Eduction is a useful part of pre-index processing, which allows you to create fields with extracted values automatically. If your documents have consistent, well-defined formats, you can set up an Eduction task to extract different parts of the document to different fields. For example, if the documents are letters, you can extract the name, address, and date from each document into pre-defined fields.

You can also use Eduction to extract information from your data that you want to use as metadata.

Eduction is useful for processing information. After you have set it up, it automatically extracts information in a consistent way. The syntax that you use to define entities is very expressive.

One use of Eduction is for extracting information from the results of Optical Character Recognition. You can use Eduction to automatically extract metadata from the result data.

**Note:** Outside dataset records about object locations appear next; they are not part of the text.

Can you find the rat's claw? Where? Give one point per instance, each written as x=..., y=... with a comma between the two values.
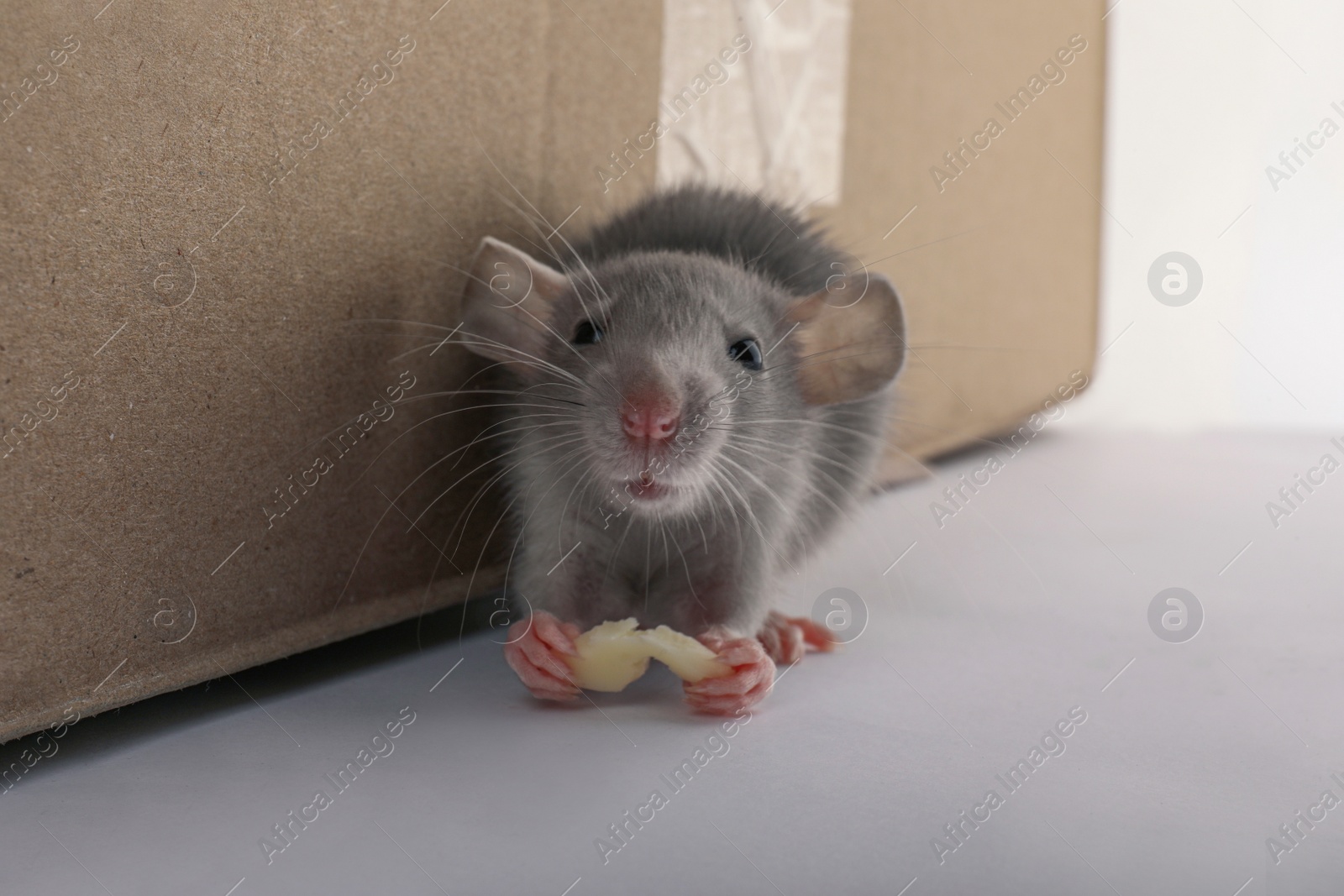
x=746, y=685
x=537, y=651
x=788, y=638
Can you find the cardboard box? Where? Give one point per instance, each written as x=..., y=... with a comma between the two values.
x=215, y=449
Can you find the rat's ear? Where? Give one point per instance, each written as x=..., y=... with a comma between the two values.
x=507, y=302
x=848, y=348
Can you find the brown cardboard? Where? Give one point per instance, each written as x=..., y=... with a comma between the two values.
x=194, y=268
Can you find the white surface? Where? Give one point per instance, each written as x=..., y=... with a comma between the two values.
x=984, y=634
x=1203, y=96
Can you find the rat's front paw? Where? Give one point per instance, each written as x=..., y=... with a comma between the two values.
x=788, y=638
x=746, y=685
x=537, y=649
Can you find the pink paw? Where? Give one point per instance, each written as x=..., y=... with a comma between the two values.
x=537, y=651
x=788, y=638
x=746, y=685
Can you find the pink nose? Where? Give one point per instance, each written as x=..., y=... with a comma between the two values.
x=644, y=419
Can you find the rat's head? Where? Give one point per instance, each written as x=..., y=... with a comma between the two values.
x=669, y=372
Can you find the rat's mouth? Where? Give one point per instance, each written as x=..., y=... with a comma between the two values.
x=647, y=488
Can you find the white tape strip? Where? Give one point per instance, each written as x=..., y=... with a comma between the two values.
x=754, y=93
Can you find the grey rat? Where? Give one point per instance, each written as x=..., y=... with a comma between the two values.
x=701, y=394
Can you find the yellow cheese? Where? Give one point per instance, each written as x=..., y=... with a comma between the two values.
x=613, y=654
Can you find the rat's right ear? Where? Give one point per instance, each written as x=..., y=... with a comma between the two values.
x=507, y=304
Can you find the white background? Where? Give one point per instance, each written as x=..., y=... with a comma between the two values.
x=1202, y=97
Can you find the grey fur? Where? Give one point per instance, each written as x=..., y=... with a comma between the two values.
x=761, y=479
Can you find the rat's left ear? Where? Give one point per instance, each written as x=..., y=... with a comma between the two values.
x=848, y=348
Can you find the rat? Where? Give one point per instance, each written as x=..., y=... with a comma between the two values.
x=698, y=396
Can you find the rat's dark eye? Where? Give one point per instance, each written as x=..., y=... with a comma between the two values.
x=588, y=333
x=746, y=352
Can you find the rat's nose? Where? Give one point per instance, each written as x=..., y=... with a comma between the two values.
x=654, y=419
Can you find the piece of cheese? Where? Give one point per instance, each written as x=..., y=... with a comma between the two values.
x=613, y=654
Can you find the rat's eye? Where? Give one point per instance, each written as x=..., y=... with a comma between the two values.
x=746, y=352
x=588, y=333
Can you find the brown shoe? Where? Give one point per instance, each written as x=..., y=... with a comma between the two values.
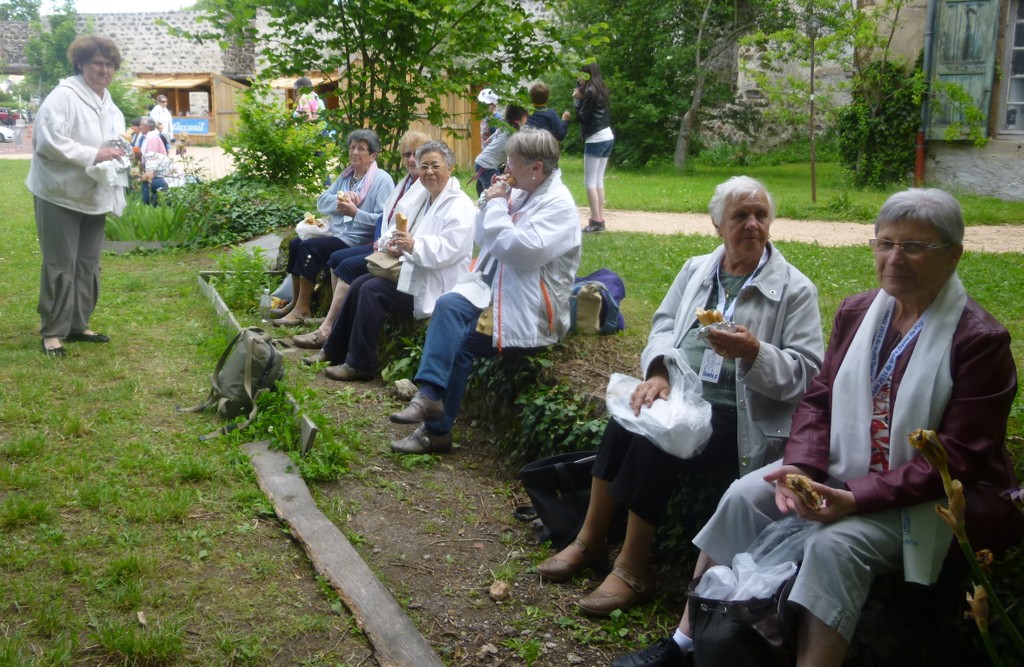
x=423, y=442
x=555, y=570
x=318, y=358
x=346, y=373
x=312, y=340
x=419, y=409
x=599, y=603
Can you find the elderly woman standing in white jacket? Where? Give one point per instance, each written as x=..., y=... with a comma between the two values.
x=517, y=295
x=434, y=252
x=76, y=179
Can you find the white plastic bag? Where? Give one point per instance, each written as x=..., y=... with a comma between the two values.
x=680, y=425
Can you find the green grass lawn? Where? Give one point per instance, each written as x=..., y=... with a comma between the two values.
x=110, y=506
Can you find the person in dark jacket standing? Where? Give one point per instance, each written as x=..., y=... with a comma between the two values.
x=591, y=97
x=544, y=118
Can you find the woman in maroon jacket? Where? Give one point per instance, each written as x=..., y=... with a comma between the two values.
x=918, y=352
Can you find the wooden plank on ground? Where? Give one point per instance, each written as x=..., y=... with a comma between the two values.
x=395, y=639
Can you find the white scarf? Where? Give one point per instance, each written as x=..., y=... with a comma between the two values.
x=922, y=400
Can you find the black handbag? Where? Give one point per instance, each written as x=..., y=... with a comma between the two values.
x=757, y=632
x=559, y=489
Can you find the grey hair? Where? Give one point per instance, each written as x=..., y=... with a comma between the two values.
x=734, y=190
x=436, y=147
x=369, y=136
x=532, y=143
x=929, y=205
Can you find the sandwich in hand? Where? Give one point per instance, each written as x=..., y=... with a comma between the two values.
x=709, y=317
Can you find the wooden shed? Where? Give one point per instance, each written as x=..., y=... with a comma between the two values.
x=202, y=105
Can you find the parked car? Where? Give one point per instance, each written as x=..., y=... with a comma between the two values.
x=8, y=116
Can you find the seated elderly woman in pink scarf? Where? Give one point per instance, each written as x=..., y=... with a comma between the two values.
x=351, y=205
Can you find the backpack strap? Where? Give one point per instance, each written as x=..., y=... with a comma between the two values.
x=226, y=428
x=214, y=394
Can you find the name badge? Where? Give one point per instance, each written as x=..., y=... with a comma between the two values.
x=711, y=367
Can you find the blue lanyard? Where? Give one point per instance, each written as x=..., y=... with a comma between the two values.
x=887, y=371
x=727, y=311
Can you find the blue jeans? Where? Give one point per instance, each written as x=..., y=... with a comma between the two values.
x=452, y=344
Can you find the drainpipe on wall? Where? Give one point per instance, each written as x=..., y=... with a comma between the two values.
x=919, y=159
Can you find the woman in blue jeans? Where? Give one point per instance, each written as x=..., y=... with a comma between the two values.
x=516, y=297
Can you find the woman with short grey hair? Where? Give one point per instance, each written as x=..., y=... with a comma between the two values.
x=352, y=205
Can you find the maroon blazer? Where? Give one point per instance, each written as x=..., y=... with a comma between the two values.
x=973, y=427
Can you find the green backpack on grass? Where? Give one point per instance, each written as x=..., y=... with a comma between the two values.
x=249, y=366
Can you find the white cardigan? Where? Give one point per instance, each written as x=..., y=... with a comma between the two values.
x=72, y=125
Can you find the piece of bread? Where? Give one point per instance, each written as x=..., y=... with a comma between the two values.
x=801, y=485
x=709, y=317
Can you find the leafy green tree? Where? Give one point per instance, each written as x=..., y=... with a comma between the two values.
x=398, y=59
x=19, y=10
x=666, y=63
x=46, y=50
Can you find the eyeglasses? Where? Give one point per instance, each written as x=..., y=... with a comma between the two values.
x=908, y=248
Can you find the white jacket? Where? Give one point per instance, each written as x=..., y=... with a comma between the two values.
x=443, y=237
x=780, y=308
x=538, y=247
x=72, y=124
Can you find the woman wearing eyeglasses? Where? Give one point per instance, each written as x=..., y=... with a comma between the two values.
x=918, y=352
x=78, y=175
x=349, y=263
x=352, y=205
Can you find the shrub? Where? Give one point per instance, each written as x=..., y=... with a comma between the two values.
x=235, y=208
x=272, y=147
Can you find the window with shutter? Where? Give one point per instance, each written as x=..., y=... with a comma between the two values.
x=965, y=54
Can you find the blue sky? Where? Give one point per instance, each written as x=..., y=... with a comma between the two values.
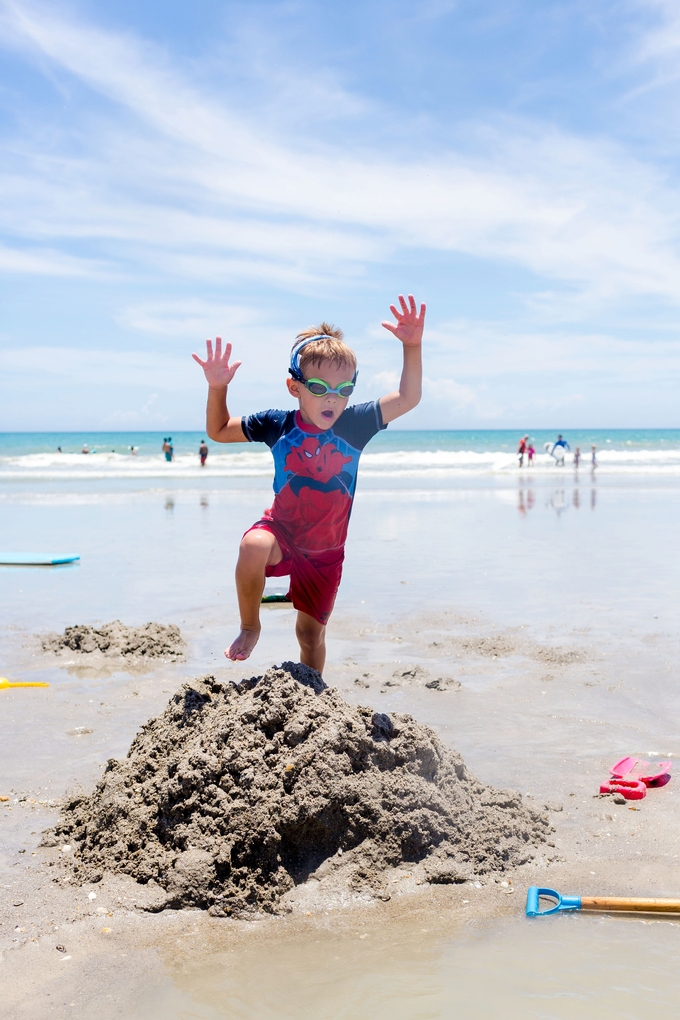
x=171, y=170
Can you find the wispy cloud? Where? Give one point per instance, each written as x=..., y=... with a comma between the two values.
x=188, y=188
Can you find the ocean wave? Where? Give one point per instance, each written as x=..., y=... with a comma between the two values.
x=258, y=464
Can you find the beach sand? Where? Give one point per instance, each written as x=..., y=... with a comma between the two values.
x=545, y=627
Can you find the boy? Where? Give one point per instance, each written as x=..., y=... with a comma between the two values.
x=316, y=452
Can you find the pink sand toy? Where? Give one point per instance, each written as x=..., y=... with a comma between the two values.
x=631, y=776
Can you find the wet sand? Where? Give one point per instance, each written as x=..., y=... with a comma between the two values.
x=554, y=630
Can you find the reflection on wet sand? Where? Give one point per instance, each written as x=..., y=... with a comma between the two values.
x=559, y=500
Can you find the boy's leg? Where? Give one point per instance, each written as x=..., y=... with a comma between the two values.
x=258, y=550
x=312, y=639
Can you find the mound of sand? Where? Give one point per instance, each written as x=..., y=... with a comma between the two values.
x=153, y=641
x=236, y=794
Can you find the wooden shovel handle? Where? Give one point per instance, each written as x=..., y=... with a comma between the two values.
x=630, y=903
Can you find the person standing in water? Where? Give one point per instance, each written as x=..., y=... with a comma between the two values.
x=559, y=448
x=521, y=450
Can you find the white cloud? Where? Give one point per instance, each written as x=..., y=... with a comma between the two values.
x=101, y=368
x=146, y=415
x=227, y=201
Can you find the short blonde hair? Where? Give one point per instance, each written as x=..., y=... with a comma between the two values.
x=330, y=348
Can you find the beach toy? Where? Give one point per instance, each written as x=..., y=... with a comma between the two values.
x=632, y=789
x=4, y=682
x=650, y=773
x=37, y=559
x=595, y=903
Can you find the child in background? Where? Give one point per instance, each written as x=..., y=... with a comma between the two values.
x=316, y=452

Another major use of Eduction is Sentiment Analysis.

Another use of Eduction is for extracting information that might be personally identifiable information (PII), so that you can work out what user data you store for data protection regulations such as GDPR. OpenText provides a special package of PII grammars to help you find and extract PII from your data. For more information, refer to the IDOL PII Package Technical Note.

Choose the Entities to Extract

When you decide how to use Eduction, consider your data, and how you want to be able to retrieve information. You should include all the entities that you are likely to want to search for, while minimizing the total number of values that you extract.

The Eduction process uses additional indexing resources, and the extra document fields add to the index size and the time taken to index data. If you choose the minimum set of useful entities to extract, it gives you the most efficient index, which in turn makes retrieval more efficient.

Use Entities

When you have extracted entities, you can add them into document Fields. This process is known as Document Tagging.

IDOL Server has several ways of making retrieval more efficient for different types of data. You can use optimized field properties to make it quicker to filter and retrieve the values of the different entities.

How you use the entity tag fields depends partly on the entity. If you add each entity that you extract to a different field, you can treat each one in a different way, to maximize the value that you get, and minimize the cost in terms of index size and processing time.